エルミタ的速攻撮って出しレビュー Vol.391
2015.01.28 更新
文:GDM編集部 池西 樹
続いて実際のゲームシーンを考慮した3Dベンチマークとして、MMO RPG「ドラゴンクエストX 目覚めし五つの種族 オンライン」のスコアを確認していこう。テスト条件はグラフィック設定を“低品質”、解像度は1,280×720ドットと1,920×1,080ドットの2種類を選択して計測を行っている。
ドラゴンクエストX 目覚めし五つの種族 オンライン |
画質設定を最低にした状態でも、1,920×1,080ドットでは“重い”、1,280×720ドットでも“やや重い”止まりで、3Dゲームはやや荷が重い印象。拡張スロットもPCI-Express2.0(x1)しかない「Q2900-ITX」では、グラフィックスカードの増設も現実的ではなく、2D描画メインのライトゲームや、ブラウザゲームまでに留めておいたほうがいいだろう。
ベンチマークのラストは消費電力の測定で締めくくろう。高負荷時は「OCCT 4.4.1」を30分間実行中の最大値、アイドル時は起動直後10分間放置した際の最小値を採用している。
消費電力(W) |
デスクトップ向けCPUでは最も消費電力の低いG1820Tとの比較でも、アイドル時で6.9W、高負荷時で16Wの差がついており、Q2900の省電力性能は圧倒的。また今回は手持ち機材の関係で、500WのBRONZE認証電源を使用しているが、より高効率・低容量な電源や、ACアダプタを組み合わせれば、さらに消費電力を削減することができるだろう。
これまで“非力”という印象の強かった省電力SoCだが、今回の検証結果を見る限りPentium J2900については、その印象を改める必要がありそうだ。GPUコアについてはまだ差があるものの、CPUコアについてはデスクトップ向けローエンドとほぼ同等。メモリ帯域幅もデュアルチャネル化により大きく向上しており、オフィスアプリケーションやWebブラウジングなどの作業であれば、ストレスを感じることはほとんどないだろう。

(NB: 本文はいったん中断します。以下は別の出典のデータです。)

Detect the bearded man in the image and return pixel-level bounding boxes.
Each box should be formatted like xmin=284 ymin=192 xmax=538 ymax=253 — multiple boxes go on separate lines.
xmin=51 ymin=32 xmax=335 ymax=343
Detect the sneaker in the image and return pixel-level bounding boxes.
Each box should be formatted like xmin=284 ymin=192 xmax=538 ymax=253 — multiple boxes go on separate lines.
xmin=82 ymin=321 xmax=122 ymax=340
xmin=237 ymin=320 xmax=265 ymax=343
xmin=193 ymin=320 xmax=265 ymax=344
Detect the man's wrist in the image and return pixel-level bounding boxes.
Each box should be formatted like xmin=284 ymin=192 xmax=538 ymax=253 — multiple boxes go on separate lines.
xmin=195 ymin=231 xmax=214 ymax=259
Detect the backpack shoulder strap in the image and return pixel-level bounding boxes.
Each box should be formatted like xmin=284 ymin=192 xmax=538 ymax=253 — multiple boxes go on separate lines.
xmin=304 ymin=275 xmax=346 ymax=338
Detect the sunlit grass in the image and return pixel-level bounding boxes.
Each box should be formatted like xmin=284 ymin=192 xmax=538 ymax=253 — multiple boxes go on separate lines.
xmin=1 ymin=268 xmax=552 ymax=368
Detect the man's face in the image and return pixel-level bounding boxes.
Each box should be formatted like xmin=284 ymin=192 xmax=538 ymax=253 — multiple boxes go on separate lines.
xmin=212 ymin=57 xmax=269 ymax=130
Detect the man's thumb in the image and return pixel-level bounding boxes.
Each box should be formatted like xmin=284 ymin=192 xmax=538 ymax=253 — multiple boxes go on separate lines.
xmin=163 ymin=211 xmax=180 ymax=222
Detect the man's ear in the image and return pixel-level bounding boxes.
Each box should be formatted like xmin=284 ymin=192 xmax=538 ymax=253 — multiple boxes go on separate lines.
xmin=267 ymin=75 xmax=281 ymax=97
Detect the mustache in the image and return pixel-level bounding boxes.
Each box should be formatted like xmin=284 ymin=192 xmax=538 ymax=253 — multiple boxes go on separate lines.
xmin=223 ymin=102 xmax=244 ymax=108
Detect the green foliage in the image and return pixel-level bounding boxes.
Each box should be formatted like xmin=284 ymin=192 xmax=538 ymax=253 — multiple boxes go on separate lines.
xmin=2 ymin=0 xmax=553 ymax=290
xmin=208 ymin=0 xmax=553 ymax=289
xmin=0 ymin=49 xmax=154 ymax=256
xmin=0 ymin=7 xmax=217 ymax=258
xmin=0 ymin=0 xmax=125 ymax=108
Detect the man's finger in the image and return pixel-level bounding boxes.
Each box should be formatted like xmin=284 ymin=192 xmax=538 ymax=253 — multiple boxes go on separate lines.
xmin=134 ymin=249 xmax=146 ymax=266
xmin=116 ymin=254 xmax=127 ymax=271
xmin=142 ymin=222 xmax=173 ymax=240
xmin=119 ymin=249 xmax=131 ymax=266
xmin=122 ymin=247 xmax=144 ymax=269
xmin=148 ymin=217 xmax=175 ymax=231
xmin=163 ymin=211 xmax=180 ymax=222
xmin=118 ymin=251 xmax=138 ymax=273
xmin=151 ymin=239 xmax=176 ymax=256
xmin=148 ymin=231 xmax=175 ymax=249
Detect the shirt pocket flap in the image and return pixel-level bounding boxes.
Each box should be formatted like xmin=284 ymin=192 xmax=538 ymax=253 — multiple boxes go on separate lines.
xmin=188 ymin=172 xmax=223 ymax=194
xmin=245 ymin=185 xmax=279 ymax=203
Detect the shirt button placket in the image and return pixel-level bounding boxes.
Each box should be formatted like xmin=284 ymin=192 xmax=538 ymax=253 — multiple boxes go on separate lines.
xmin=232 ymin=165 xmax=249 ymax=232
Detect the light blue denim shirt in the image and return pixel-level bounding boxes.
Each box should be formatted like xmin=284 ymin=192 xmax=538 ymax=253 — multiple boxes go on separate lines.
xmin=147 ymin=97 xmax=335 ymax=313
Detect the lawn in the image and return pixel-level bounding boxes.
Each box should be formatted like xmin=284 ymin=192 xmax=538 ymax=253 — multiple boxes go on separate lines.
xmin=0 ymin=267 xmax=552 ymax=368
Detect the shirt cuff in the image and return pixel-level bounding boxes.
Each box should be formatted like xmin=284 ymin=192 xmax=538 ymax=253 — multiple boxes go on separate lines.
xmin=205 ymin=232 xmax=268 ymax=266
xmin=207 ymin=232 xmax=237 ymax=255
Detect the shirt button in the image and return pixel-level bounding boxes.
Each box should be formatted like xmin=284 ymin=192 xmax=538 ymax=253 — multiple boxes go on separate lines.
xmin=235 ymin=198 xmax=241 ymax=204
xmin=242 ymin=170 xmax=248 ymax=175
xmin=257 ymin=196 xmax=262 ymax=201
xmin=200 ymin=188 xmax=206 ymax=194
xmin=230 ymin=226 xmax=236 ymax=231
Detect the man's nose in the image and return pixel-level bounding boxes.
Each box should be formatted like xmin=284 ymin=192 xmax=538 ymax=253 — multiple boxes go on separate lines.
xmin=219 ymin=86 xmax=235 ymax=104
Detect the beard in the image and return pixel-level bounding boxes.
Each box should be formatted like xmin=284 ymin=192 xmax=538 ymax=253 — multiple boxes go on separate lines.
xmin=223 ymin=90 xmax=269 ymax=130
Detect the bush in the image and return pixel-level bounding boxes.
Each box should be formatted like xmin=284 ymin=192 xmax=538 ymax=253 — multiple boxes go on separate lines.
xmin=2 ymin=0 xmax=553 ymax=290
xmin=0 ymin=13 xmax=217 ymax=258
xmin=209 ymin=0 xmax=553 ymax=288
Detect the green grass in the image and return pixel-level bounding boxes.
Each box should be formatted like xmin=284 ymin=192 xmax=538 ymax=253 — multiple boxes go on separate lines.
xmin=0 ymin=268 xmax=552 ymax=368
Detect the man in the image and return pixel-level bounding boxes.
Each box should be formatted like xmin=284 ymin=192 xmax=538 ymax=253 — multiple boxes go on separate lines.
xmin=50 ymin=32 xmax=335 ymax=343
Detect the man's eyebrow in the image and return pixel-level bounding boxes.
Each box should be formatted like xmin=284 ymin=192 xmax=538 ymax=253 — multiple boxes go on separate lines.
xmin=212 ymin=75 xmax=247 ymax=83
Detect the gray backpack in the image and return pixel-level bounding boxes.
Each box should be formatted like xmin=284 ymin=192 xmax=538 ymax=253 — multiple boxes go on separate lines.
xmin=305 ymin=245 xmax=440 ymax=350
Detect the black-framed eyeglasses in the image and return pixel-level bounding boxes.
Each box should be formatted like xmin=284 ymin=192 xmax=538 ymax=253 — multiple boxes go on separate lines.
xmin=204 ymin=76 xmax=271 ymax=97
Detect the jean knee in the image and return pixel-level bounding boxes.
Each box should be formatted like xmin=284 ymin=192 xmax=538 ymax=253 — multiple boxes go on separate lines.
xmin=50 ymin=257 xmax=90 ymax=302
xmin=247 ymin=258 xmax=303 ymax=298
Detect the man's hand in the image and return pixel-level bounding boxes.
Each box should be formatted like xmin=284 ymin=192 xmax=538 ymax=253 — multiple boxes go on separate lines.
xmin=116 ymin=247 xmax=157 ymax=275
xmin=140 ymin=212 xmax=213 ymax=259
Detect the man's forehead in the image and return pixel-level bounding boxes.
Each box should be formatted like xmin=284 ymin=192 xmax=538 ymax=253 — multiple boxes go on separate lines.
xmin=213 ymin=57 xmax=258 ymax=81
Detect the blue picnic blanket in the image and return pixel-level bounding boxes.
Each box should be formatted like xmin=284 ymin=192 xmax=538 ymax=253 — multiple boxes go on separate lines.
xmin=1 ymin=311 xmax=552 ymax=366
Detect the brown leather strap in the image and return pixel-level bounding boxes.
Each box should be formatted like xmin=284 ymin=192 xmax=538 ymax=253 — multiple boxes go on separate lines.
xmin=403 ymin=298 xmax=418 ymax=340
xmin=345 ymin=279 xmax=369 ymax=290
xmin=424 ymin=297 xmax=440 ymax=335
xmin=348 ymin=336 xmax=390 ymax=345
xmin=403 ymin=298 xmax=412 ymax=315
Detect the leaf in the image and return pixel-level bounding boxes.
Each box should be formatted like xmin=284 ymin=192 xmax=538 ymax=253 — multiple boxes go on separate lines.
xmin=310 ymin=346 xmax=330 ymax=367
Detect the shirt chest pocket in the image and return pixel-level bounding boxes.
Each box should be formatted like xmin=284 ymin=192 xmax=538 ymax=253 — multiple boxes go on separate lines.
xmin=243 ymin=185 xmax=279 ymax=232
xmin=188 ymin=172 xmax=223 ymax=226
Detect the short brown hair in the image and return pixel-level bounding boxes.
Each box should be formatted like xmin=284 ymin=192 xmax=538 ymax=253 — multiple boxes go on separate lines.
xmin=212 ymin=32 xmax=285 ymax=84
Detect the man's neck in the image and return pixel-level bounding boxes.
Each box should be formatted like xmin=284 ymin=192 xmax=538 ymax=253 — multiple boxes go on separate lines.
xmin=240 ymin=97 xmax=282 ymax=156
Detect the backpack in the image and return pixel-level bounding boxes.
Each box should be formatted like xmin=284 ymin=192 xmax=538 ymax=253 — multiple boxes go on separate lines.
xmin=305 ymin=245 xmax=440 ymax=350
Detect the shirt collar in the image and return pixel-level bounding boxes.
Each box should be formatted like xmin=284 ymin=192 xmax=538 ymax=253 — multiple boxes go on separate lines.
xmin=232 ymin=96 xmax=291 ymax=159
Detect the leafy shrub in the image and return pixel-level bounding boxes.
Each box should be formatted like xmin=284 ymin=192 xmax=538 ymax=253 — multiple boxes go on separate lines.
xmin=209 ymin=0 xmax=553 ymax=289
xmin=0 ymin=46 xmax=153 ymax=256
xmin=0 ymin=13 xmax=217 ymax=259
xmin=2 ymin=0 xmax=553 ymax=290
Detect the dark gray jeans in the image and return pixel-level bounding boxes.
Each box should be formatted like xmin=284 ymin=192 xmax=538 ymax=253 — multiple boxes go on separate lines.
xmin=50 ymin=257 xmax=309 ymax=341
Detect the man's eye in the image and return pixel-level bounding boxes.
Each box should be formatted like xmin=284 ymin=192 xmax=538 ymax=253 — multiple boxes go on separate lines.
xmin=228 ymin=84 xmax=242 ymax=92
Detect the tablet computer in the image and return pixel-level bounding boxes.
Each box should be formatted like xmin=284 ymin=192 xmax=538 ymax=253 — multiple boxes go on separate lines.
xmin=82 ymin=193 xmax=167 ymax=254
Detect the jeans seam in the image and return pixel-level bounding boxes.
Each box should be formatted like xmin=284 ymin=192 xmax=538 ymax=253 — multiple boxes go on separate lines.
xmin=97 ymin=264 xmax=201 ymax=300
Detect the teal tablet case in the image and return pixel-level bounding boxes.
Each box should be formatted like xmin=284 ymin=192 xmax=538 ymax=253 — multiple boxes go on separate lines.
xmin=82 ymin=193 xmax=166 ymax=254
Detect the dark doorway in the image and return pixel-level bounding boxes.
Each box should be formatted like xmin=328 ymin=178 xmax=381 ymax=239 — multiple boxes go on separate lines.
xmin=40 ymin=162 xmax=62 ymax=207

Bay Trail-Dの拡張性やメモリ制限などを解消した「Q2900-ITX」。完成度の高いMini-ITXマザーボードに仕上げられている |
そして今回の主役である「Q2900-ITX」に目を向けると、大型のパッシブヒートシンクと高品質コンポーネントを組み合わせることで、ファンレスながら高負荷時でも安定した動作を実現。さらに拡張性の低さやメモリ制限など、Bay Trail-Dのウィークポイントも追加チップや独自UEFIでうまく解消され、やや高価な価格設定も納得の出来栄え。「Q2900-ITX」を使えば、これまでのように用途を限定することなく、幅広い活用ができる静音PCを無理なく構築することができるだろう。